L’affaire a suscité la réaction de l’Association de communication pour le développement et la protection de l’environnement, qui affirme avoir constaté l’usage du véhicule communal à des fins personnelles. Dans une correspondance adressée au gouverneur de la province, au wali de la région Marrakech-Safi, au ministre de l’intérieur, au ministre de l’éducation nationale, du préscolaire et des sports ainsi qu’au chef du gouvernement, l’association réclame l’ouverture d’une enquête urgente afin de faire toute la lumière sur les circonstances de cet incident.
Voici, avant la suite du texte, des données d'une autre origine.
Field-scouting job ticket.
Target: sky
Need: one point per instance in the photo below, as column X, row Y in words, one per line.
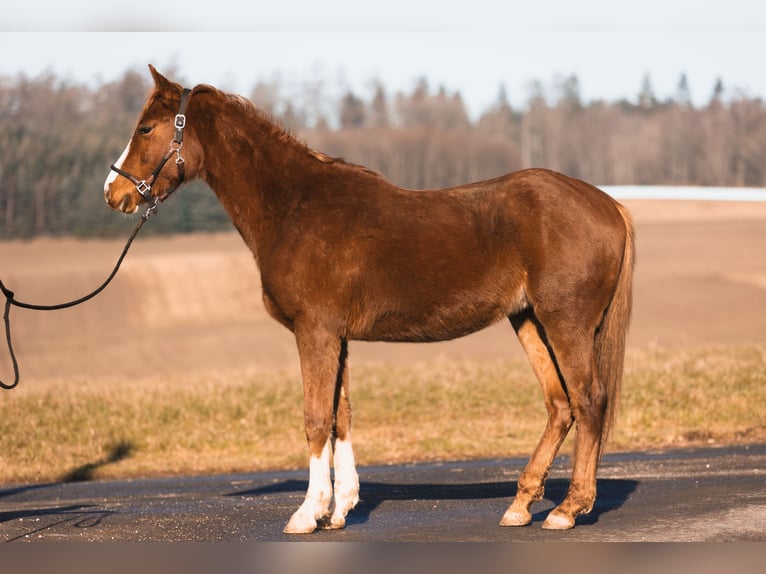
column 472, row 47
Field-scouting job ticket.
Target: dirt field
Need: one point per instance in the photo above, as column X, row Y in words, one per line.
column 192, row 304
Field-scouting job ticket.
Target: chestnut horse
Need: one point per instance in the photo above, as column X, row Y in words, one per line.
column 345, row 255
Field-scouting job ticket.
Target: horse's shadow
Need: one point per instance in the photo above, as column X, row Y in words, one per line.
column 612, row 494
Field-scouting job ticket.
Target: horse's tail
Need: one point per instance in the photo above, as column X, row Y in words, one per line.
column 610, row 338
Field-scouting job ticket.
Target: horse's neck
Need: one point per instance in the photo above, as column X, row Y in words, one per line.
column 257, row 172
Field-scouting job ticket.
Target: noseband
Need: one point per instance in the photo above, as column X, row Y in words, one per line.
column 144, row 186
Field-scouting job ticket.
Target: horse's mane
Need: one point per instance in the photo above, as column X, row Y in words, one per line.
column 274, row 129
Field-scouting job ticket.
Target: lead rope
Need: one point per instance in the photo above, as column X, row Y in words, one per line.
column 10, row 299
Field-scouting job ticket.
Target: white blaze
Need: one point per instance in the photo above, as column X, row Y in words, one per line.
column 113, row 174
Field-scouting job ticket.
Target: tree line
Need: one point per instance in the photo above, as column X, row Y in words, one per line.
column 58, row 138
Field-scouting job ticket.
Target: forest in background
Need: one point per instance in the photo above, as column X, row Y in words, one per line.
column 58, row 138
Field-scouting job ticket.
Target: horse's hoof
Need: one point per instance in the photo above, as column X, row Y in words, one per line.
column 331, row 523
column 300, row 524
column 556, row 521
column 516, row 518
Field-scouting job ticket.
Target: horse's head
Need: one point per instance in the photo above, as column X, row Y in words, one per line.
column 152, row 164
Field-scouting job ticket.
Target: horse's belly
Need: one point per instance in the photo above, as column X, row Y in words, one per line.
column 435, row 323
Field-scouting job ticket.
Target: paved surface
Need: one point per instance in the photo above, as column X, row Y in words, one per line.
column 691, row 495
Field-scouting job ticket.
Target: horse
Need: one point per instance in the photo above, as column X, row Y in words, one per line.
column 345, row 255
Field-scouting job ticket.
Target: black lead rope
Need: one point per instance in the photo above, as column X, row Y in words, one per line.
column 144, row 188
column 10, row 300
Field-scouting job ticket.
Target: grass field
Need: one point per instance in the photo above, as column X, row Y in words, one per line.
column 436, row 411
column 176, row 369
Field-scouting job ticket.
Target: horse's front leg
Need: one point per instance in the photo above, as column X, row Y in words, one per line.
column 323, row 367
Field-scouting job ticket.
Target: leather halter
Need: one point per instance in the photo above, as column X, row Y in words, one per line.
column 144, row 186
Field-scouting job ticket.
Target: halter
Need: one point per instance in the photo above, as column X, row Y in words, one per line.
column 144, row 186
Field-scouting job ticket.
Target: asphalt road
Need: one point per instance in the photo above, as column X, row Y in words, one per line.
column 714, row 494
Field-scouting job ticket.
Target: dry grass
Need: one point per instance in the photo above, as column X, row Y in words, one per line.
column 442, row 410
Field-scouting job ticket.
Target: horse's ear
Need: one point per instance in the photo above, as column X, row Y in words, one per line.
column 160, row 81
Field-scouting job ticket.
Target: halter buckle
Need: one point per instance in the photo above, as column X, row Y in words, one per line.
column 144, row 189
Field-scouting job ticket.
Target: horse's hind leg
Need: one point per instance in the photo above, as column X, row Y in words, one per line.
column 323, row 369
column 572, row 345
column 588, row 398
column 346, row 478
column 531, row 483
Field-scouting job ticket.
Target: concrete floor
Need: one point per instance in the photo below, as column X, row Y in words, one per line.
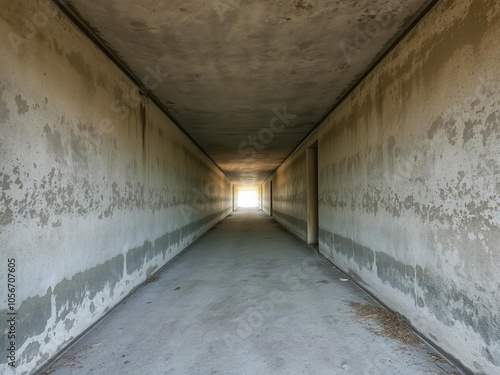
column 246, row 298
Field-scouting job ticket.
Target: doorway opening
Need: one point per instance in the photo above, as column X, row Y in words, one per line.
column 312, row 194
column 271, row 198
column 248, row 198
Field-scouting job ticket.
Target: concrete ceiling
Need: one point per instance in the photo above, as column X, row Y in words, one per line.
column 248, row 80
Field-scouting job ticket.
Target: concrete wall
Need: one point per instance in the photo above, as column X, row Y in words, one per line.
column 98, row 189
column 409, row 171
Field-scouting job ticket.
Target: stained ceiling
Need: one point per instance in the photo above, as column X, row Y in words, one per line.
column 247, row 80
Selon l’organisation, il ne s’agit pas d’un simple manquement, mais d’un possible détournement d’un bien public. Le transport scolaire en milieu rural représente un pilier essentiel de la lutte contre la déperdition scolaire au Maroc et un levier déterminant pour garantir l’égalité des chances entre les élèves. Dans plusieurs douars relevant de la commune, des enfants parcourent déjà de longues distances dans des conditions parfois précaires pour rejoindre leurs établissements.
Les acteurs associatifs estiment que cette situation soulève de sérieuses interrogations quant aux mécanismes de contrôle, de gestion et de reddition des comptes liés à l’utilisation des véhicules communaux. Ils appellent les autorités compétentes à prendre les mesures disciplinaires nécessaires en cas de confirmation des faits et à instaurer des dispositifs préventifs pour éviter toute récidive.
L’association insiste enfin sur la nécessité de protéger les deniers publics et de préserver le droit des élèves à bénéficier d’un service de transport scolaire sûr, régulier et conforme à sa vocation initiale. Pour elle, toute dérive porte atteinte à la crédibilité du service public, au principe de bonne gouvernance locale et au droit fondamental à l’éducation en milieu rural.